Entre todos los amantes afortunados del Romancero español, Gerineldo parece destacar como el más característico. No hay en él peligro ni peripecia; no terminará su elevación en tragedia sangrienta.
Es un pajecillo de palacio — olvidemos su fundamento histórico en el caso de Eginardo, el camarero de Carlomagno — de quien se ha prendado la princesa, llamándole a su cuarto: el rey sorprende dormida a la feliz pareja y deja entre ellos su espada, que, al despertar, les hace saberse descubiertos. El paje finge andar por el jardín, cortando flores; el olor de una rosa le ha dejado descolorido, dice al rey. Pero todo termina bien, por la vehemente súplica de la princesa.

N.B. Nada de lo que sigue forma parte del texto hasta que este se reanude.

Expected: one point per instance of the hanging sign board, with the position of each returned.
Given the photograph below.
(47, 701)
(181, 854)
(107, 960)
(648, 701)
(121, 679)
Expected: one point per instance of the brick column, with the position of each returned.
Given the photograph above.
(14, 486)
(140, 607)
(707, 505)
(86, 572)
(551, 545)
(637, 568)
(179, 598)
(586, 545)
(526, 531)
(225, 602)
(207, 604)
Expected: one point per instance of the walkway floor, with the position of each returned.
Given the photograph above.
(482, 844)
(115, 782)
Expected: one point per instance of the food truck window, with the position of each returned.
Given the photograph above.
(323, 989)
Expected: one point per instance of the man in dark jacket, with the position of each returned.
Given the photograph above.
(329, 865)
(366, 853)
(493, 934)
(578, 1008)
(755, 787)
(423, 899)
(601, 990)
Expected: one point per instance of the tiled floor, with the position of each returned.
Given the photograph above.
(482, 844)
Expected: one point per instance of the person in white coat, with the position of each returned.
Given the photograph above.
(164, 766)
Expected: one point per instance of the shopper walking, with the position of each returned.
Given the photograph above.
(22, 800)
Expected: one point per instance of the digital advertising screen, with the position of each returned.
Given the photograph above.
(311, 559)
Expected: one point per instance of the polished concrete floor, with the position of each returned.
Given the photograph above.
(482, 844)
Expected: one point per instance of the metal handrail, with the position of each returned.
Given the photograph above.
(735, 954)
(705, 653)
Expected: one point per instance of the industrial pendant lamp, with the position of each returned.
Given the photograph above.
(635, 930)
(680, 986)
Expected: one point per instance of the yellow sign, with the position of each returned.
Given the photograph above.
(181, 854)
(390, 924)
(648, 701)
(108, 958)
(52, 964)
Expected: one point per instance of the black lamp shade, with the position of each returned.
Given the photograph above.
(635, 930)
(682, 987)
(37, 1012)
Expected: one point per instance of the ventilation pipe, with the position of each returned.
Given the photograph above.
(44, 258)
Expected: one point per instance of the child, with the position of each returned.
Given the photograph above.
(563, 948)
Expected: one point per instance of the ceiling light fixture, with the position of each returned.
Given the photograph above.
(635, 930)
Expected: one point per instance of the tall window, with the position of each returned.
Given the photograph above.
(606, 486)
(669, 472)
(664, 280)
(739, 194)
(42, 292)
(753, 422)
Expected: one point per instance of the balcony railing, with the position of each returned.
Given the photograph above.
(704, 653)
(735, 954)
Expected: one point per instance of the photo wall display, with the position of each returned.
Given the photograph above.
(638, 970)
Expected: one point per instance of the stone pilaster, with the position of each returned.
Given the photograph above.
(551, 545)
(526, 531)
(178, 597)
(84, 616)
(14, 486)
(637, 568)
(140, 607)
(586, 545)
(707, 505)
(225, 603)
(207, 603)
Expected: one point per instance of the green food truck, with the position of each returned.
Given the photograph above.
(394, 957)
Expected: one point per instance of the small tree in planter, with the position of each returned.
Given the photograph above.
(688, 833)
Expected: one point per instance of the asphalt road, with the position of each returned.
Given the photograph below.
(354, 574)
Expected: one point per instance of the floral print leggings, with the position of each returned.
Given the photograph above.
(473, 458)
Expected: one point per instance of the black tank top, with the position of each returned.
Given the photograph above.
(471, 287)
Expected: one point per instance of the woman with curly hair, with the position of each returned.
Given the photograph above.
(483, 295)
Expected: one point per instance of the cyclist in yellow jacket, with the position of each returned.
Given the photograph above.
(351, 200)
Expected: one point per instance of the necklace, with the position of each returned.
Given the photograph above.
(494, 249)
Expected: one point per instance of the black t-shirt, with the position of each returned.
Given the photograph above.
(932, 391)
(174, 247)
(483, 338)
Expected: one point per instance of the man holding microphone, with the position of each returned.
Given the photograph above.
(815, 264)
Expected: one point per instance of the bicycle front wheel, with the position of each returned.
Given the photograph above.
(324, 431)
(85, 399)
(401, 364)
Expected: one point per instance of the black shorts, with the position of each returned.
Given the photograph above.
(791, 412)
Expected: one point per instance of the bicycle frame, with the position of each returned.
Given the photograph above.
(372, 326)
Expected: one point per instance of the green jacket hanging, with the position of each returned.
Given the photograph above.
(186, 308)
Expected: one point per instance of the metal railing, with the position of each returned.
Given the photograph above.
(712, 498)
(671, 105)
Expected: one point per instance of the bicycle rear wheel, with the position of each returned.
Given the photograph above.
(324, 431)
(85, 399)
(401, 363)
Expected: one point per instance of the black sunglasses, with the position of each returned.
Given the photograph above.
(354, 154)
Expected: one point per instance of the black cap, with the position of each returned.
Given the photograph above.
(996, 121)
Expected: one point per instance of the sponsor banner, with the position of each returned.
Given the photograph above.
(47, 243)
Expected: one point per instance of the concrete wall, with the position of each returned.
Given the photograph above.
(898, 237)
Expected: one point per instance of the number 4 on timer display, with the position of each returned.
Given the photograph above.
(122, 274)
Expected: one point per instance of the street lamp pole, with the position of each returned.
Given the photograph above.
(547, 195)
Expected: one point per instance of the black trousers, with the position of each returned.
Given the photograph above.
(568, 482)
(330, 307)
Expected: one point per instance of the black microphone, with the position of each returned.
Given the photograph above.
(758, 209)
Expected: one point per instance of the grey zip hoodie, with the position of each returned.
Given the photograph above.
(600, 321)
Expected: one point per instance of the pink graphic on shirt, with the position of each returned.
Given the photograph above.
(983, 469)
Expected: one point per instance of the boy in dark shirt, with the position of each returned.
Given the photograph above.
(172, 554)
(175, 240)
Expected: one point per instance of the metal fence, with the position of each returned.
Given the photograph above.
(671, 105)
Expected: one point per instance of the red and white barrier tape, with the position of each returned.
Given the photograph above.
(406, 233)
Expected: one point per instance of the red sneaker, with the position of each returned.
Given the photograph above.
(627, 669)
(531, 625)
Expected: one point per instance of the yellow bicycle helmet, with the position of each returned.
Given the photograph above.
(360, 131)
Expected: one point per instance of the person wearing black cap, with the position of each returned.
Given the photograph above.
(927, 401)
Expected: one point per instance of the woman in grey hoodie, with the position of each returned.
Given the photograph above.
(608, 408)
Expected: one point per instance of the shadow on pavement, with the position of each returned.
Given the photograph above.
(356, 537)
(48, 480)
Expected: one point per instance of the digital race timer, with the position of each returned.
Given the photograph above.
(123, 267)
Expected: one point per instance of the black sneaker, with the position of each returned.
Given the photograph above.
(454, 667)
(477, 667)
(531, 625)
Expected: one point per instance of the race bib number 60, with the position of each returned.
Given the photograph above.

Este mínimo de aventura se diría que acentúa la sugestión misma del hechizo de Gerineldo: en seguida, su nombre se hará sinónimo de belleza y encanto en el hombre. «Más galán que Gerineldo», dice en seguida otro romance viejo, recogiendo ese prestigio maravilloso.
Y sin embargo, en el romance, Gerineldo no ha hecho sino ser amado, dejarse amar y acudir a la cita: no es el conquistador, sino la atracción inmóvil del muchacho, sin nombre ni fama ni gestas de hombre, pero suavemente vencedor en la atmósfera sentimental de los palacios.